A British icon’s last stand
In case you haven’t heard, Turo just launched our full peer-to-peer service in the United Kingdom! To celebrate, we’re revamping our car of the month series for September 2018 with one of the most British vehicles ever produced: this 2015 Land Rover Defender Heritage Edition. The Defender began as the original Land Rover and finished as the longest-running production car in the world — it was discontinued in 2016 after nearly 70 years of continuous production.
Though modern Land Rovers are flashy, luxurious fortresses of leisure, the Defender is an old soul. It’s the most hardcore, focused, no-nonsense truck Land Rover makes made. For more than half a century, the Defender was the favorite tool of farmers, explorers, mining companies, militaries, and celebrities. Anywhere in the world a vehicle can travel, a Defender has probably been there.

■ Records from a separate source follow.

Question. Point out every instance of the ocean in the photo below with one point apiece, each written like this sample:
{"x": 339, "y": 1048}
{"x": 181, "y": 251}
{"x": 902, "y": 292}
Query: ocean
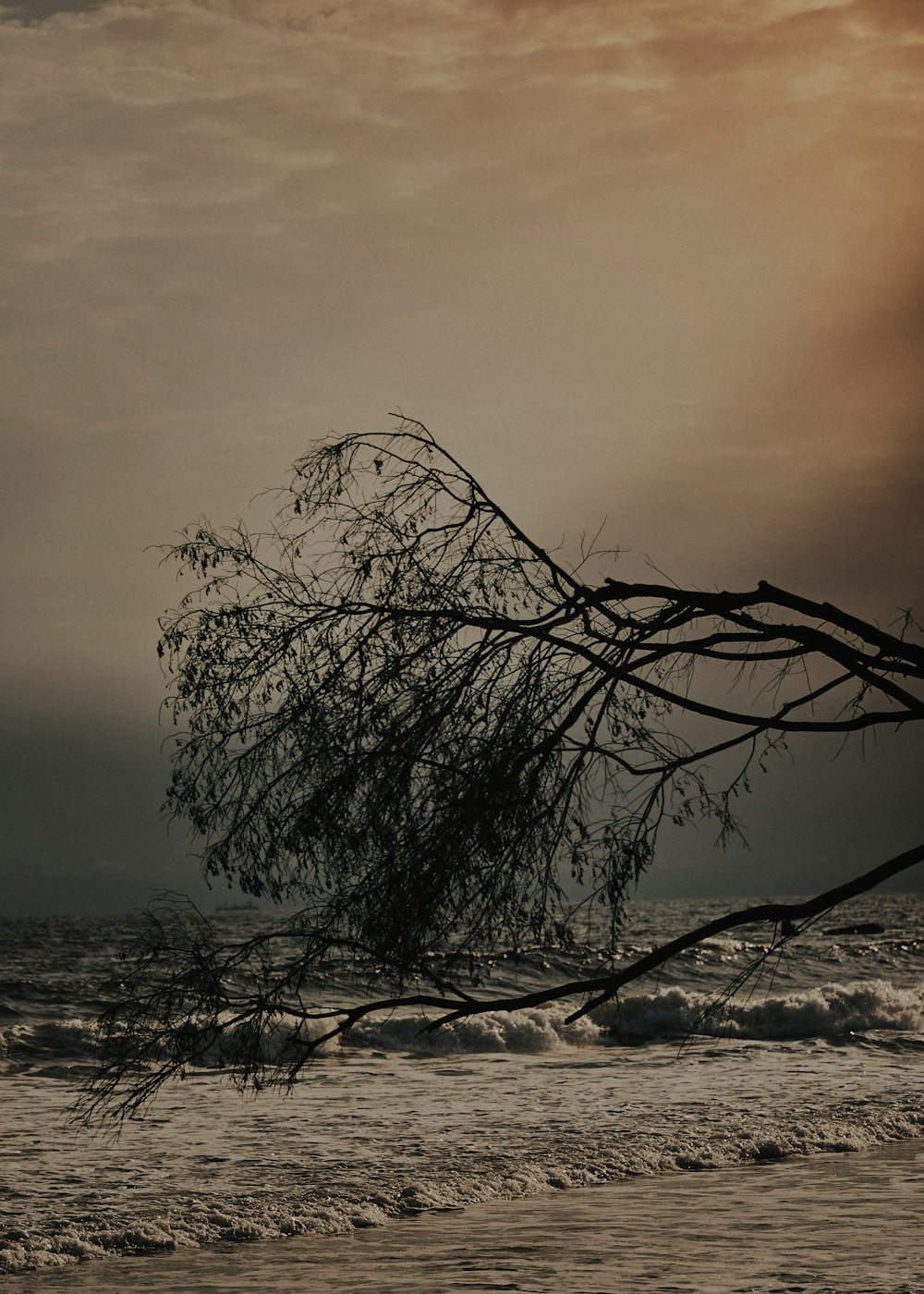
{"x": 820, "y": 1056}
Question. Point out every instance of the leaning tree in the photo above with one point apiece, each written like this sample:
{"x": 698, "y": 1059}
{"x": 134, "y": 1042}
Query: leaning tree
{"x": 414, "y": 728}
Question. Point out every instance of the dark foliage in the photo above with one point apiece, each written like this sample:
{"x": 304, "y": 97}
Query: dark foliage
{"x": 407, "y": 721}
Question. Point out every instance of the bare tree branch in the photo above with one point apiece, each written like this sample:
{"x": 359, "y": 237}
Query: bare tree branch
{"x": 401, "y": 714}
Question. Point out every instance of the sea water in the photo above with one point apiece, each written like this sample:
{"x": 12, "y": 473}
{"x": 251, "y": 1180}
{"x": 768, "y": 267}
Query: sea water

Darren’s 2015 Heritage Edition in London is a special limited version honoring the legacy of the Defender, a certified icon of British motoring. Everyone from Steve McQueen to the actual Her Majesty The Queen drove a Defender. With only 400 Heritage Editions built, this is one of the rarest cars on Turo! It carries the spirit of the original on a modern(ish) frame, and was one of the very last Defenders to roll off the Solihull Plant assembly line.
If it ain’t broke
Considering the pace of advancement in the auto industry, the Defender has barely changed at all. Like the Willys Jeep, the Land Rover was a WWII military truck converted into a 4×4 for the masses. When production of the Series I Land Rover began in 1948, its simple body panels were made from the aluminum (aluminium?) left over from wartime airplane production. Even the green paint was military surplus.

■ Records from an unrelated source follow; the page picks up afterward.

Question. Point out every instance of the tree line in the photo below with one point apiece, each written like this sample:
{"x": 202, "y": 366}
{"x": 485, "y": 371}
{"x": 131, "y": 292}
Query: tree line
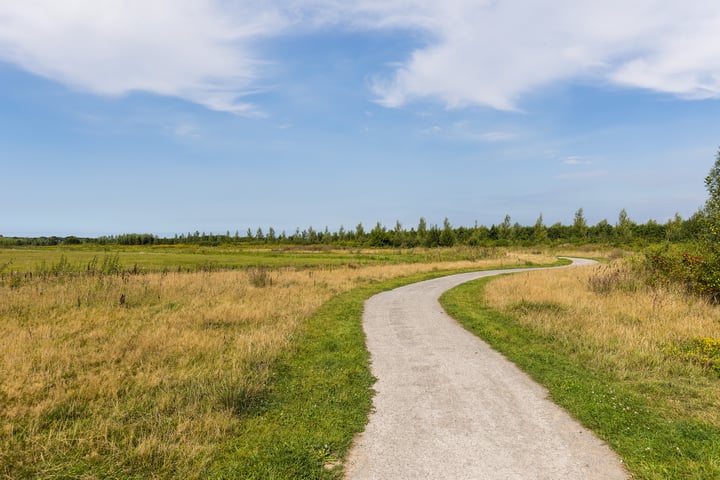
{"x": 623, "y": 232}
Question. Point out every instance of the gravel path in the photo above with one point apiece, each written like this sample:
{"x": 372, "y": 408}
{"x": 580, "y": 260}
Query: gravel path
{"x": 449, "y": 407}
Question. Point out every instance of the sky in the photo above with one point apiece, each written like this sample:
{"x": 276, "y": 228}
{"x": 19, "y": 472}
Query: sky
{"x": 171, "y": 116}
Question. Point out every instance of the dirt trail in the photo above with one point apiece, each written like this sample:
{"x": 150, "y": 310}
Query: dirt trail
{"x": 449, "y": 407}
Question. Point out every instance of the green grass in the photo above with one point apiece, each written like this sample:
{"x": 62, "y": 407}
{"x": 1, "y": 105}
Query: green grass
{"x": 319, "y": 399}
{"x": 193, "y": 257}
{"x": 653, "y": 443}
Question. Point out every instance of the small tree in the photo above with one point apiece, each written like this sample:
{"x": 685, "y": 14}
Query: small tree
{"x": 539, "y": 231}
{"x": 712, "y": 204}
{"x": 580, "y": 225}
{"x": 447, "y": 236}
{"x": 623, "y": 229}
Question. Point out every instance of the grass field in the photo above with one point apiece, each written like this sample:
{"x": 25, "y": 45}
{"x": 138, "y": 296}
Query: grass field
{"x": 639, "y": 365}
{"x": 243, "y": 370}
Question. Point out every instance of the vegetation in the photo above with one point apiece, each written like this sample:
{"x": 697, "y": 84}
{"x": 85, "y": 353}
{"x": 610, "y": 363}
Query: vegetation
{"x": 229, "y": 356}
{"x": 117, "y": 372}
{"x": 624, "y": 232}
{"x": 635, "y": 361}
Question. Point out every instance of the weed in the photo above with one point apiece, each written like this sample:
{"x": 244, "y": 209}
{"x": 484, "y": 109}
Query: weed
{"x": 259, "y": 277}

The Land Rover received incremental updates through the decades, but the technology, style, and character hardly evolved. Coil spring suspension wasn’t introduced until 1983, and air conditioning was finally offered as an option in 1988. And as Land Rover began expanding its lineup in 1990, the model from the brand’s original lineage finally acquired the name Defender.
Heritage Edition
Darren’s Defender is of the model’s final generation, a far more polished machine than the first WWII trucks modified and sold by Rover. But by modern standards, the design is still rudimentary — the result of decades of proven functionality and durability superseding things like comfort and refinement.

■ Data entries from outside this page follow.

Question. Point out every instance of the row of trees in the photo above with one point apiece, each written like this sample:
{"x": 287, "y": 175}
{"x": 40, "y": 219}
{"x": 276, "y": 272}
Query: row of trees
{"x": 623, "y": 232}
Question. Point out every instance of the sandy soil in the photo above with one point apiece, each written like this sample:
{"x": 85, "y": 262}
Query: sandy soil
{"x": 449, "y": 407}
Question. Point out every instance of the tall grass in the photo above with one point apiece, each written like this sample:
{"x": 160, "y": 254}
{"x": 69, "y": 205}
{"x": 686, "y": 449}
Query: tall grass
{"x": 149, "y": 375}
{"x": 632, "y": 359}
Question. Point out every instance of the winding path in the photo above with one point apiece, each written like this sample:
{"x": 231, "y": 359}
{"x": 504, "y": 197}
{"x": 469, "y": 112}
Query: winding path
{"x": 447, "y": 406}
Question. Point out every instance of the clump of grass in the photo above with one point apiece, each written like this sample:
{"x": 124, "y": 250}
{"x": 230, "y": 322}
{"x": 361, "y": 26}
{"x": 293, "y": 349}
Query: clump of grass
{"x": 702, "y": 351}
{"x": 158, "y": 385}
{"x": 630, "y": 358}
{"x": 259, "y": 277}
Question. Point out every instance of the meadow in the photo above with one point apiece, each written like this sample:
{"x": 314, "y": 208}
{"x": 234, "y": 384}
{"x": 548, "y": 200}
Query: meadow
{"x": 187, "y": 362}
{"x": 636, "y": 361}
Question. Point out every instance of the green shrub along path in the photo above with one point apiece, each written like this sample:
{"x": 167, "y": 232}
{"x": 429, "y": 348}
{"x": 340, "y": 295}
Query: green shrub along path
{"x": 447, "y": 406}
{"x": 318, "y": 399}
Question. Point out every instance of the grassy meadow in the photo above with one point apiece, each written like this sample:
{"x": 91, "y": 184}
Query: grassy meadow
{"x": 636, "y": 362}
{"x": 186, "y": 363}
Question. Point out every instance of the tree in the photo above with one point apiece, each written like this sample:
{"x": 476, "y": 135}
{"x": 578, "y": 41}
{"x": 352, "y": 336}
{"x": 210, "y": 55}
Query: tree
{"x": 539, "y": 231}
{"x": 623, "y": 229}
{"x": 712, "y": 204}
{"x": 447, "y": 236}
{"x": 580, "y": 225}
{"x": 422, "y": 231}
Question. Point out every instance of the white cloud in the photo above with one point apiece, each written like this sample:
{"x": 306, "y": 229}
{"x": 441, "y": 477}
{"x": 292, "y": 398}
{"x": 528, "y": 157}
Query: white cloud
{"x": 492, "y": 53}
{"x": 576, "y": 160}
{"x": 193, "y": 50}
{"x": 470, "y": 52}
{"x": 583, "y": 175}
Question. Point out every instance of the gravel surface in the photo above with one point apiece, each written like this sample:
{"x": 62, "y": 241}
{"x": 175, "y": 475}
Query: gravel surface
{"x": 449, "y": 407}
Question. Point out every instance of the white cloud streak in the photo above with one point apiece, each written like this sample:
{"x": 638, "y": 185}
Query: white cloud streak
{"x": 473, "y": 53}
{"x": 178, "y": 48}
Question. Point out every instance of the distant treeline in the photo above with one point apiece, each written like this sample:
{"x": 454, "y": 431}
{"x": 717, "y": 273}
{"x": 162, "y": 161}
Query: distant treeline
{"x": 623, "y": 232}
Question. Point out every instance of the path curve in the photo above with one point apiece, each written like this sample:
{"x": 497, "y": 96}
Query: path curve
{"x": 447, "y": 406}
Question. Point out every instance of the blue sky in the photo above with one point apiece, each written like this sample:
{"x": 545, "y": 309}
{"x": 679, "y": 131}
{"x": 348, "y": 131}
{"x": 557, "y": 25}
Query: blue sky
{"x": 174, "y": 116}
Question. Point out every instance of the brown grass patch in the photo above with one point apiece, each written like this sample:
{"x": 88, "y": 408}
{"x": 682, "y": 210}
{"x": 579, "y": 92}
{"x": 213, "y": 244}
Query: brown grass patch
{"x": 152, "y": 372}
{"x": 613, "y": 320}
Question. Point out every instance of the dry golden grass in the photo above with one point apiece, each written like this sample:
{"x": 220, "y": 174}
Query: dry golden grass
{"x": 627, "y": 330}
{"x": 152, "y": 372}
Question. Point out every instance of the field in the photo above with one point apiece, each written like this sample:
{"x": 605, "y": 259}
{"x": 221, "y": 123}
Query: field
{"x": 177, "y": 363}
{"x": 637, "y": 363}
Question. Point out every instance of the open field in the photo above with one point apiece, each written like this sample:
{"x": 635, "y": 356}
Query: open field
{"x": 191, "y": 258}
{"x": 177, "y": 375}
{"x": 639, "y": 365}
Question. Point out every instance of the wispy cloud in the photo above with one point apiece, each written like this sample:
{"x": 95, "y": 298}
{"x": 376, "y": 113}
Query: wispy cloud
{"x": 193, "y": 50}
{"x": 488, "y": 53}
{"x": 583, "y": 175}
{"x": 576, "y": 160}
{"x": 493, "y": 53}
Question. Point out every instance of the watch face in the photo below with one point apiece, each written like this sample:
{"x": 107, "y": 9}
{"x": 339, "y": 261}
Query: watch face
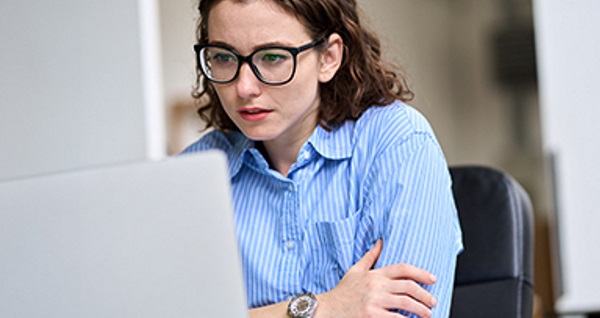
{"x": 302, "y": 305}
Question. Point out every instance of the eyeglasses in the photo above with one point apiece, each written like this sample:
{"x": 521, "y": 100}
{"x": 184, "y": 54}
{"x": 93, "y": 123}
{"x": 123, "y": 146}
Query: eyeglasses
{"x": 273, "y": 65}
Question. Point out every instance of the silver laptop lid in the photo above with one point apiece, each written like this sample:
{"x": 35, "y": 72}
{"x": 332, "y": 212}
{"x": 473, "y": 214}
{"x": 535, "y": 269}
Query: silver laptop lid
{"x": 153, "y": 239}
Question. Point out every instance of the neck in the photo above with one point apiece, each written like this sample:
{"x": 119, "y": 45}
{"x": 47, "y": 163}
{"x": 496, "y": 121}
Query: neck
{"x": 281, "y": 154}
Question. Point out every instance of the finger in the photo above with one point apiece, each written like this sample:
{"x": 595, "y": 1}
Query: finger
{"x": 368, "y": 260}
{"x": 406, "y": 303}
{"x": 405, "y": 271}
{"x": 413, "y": 290}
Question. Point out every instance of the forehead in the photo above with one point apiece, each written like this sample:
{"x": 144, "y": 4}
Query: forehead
{"x": 247, "y": 24}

There’s no way around it — this truck is slow. The 4-cylinder 2.2L turbodiesel makes a modest 120 hp and 265 lb-ft of torque, which is technically enough, barely. But the economical powerplant does mean the truck manages 27 mpg, despite its considerable bulk and wind-grabbing block shape.
The Defender’s skill as a work truck and off-roader is matched only by the weight of its charm and nostalgia. The Heritage Edition has a bunch of retro callbacks to the Land Rovers of old, including the Grasmere Green paint, the original Land Rover logo everywhere, and the HUE 166 badge on the side, which is a nod to the registration plate on the oldest-surviving Series I Land Rover.
While the Willys Jeep lives on today as the Wrangler, the Defender was discontinued after 68 years of production in the face of modern emissions regulations. Together these two trucks pioneered civilian use of the 4×4, combining simplicity, affordability, and capability into platforms that were popular around the world. And despite its humble roots and primitive underpinnings, the Defender somehow became a classless automobile. The Defender you might spot trundling down a narrow English lane could belong to a local handyman or a member of the royal family.
Land Rover is planning a replacement for 2019, but the new Defender will be an entirely new vehicle and nigh unrecognizable from Darren’s truck. So this is one of the last examples of one of the greats of British manufacturing, a tribute to the endurance of strong traditions and uncompromised sentimentality. Those are things this world has less and less room for these days, but if you’re looking for a heavy green dose of nostalgia, the Defender Heritage Edition is the move.